Farnsworth: Four Portraits of a House (2004)

scored for four clarinets, flute, violin, piano, and percussion
duration 8 minutes

When one looks at Nature through the glass walls of the Farnsworth House it takes on a deeper significance then when one stands outside. More of nature is thus expressed—it becomes part of a greater whole.

Ludwig Mies van der Rohe, 1958

In 2003 I became interested in the Farnsworth House. Mies described the house as a lens through which one becomes more aware of the changing colors and forms of the natural world outside, and it was this description that prompted me to create a series of four musical portraits of the house and its environs.

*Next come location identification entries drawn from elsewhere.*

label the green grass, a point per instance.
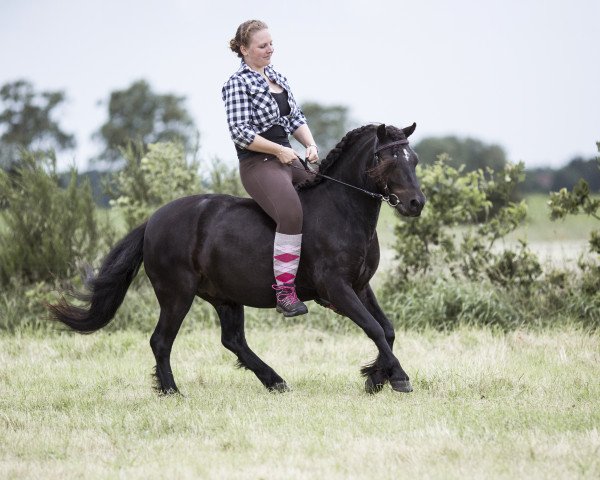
(485, 405)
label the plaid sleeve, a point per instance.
(239, 110)
(297, 119)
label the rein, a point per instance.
(389, 199)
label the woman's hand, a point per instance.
(286, 155)
(312, 153)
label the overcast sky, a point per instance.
(521, 73)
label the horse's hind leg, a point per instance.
(234, 339)
(174, 306)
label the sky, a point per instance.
(524, 74)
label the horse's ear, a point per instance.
(381, 132)
(408, 131)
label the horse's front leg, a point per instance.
(375, 375)
(386, 367)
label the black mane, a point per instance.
(344, 143)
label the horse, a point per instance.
(219, 248)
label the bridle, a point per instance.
(391, 199)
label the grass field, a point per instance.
(554, 242)
(485, 405)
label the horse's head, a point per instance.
(394, 169)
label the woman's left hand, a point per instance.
(312, 153)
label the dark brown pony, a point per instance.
(219, 248)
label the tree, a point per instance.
(328, 124)
(137, 115)
(26, 121)
(46, 227)
(471, 153)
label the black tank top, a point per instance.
(276, 133)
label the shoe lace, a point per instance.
(286, 294)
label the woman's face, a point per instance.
(258, 53)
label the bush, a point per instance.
(456, 230)
(46, 227)
(149, 181)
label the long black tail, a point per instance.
(107, 289)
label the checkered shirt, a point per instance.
(252, 110)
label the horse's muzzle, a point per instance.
(411, 206)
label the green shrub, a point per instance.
(47, 228)
(147, 182)
(456, 230)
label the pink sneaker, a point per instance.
(288, 302)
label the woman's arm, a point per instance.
(285, 155)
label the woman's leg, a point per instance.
(270, 184)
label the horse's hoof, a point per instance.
(279, 387)
(169, 392)
(371, 387)
(401, 386)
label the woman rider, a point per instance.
(261, 112)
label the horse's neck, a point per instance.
(358, 207)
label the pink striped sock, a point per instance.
(286, 257)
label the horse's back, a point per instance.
(224, 243)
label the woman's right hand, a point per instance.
(286, 155)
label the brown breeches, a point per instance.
(271, 184)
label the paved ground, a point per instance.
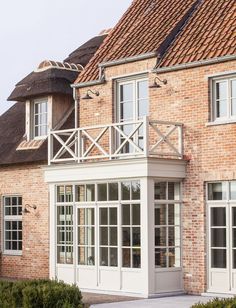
(182, 301)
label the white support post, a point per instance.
(147, 235)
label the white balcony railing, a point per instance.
(142, 138)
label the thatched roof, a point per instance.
(12, 130)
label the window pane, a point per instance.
(160, 215)
(160, 191)
(79, 193)
(113, 257)
(136, 214)
(218, 258)
(136, 237)
(221, 90)
(113, 216)
(218, 216)
(113, 191)
(90, 192)
(173, 191)
(217, 191)
(136, 253)
(174, 214)
(160, 257)
(160, 236)
(218, 237)
(125, 190)
(103, 216)
(126, 236)
(102, 192)
(174, 257)
(126, 92)
(126, 214)
(113, 236)
(126, 257)
(103, 236)
(104, 256)
(135, 186)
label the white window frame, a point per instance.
(33, 126)
(11, 218)
(228, 117)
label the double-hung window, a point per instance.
(12, 209)
(224, 99)
(40, 118)
(132, 105)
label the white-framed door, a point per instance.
(222, 239)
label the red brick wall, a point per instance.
(210, 149)
(27, 181)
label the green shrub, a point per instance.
(39, 294)
(218, 303)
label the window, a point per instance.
(132, 105)
(12, 224)
(40, 118)
(224, 99)
(167, 225)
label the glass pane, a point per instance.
(218, 216)
(160, 214)
(125, 236)
(136, 237)
(174, 236)
(90, 193)
(113, 191)
(221, 90)
(60, 194)
(218, 258)
(160, 236)
(102, 192)
(113, 257)
(135, 189)
(160, 257)
(125, 190)
(103, 236)
(160, 191)
(136, 253)
(103, 216)
(79, 193)
(217, 191)
(174, 214)
(126, 257)
(104, 256)
(221, 108)
(136, 214)
(113, 236)
(173, 191)
(113, 216)
(174, 257)
(233, 190)
(126, 92)
(126, 214)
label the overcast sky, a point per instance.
(33, 31)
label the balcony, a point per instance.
(141, 138)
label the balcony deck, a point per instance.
(141, 138)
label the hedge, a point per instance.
(218, 303)
(39, 294)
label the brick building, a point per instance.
(139, 194)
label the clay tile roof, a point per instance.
(209, 33)
(142, 29)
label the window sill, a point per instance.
(12, 253)
(233, 121)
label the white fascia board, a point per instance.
(116, 169)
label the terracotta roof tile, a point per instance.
(209, 33)
(142, 29)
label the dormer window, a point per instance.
(40, 118)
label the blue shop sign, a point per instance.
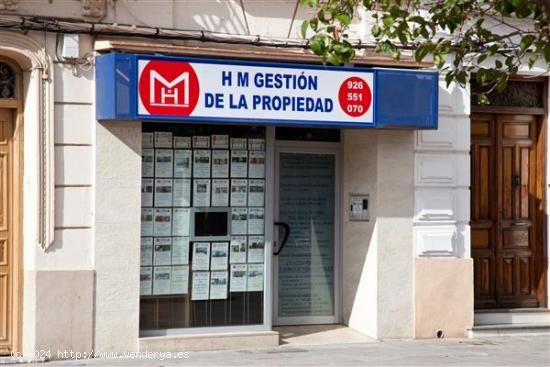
(159, 88)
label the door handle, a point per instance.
(286, 227)
(516, 181)
(518, 224)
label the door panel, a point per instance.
(483, 195)
(6, 266)
(503, 218)
(306, 275)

The instruments in my piece are divided into two ensembles. The four clarinets form the House Ensemble. In each of the four movements these instruments render a different elevation of the house in musical terms, the lengths of the notes determined by the proportions of the porch, floor, roof, and vertical supports of the house. While the music of the House Ensemble is timbrally uniform and rigorously systematized, the music of the complimentary group of instruments, the Nature Ensemble, is just the opposite; the flute, violin, percussion, and piano play non-coordinated gestures—many determined by chance procedures—meant to evoke the ever-changing colors and forms of the natural world.

 

Farnsworth: Four Portraits of a House was premiered at USC in 2004 and has since been performed at the University of Hawaii and the Aspen Music Festival.